Since 2010, we have organized an annual scientific and family conference at Sanford Burnham Prebys that covers multiple rare diseases.

In alternate years, this meeting has focused on Congenital Disorders of Glycosylation (CDG).

Our 2024 meeting this month was a cause for celebration. Partnering with the family support and information group, CDG CARE, the Sanford Children’s Health Research Center and sponsors invited scientists, families and physicians to share their stories – some technical, some heart-breaking, some updates of ongoing therapies and some describing new developments.

Five years ago, there were no therapies; now seven are moving into patients.
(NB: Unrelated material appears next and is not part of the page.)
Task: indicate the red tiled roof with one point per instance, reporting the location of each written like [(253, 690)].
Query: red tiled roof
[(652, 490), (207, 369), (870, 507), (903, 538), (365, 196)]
Celebration indeed.

Our keynote speaker, Joni Rutter, PhD, director of the National Center for Advancing Translational Sciences, part of the National Institutes of Health, commented on our event:  “Meetings that engage clinicians, scientists, advocates and families equally should be the standard. (Our) approach is a model of collaboration and impact.”

In this CDG CARE video of this month’s gathering, you can see the joy, optimism and hope that inspires and helps carry us all. Thanks to everyone for their support. It makes those smiles real.

The Sanford Burnham Prebys Rare Disease Day Symposium brought patients, families, physicians, scientists, industry experts and advocates together with a focus on congenital disorders of glycosylation.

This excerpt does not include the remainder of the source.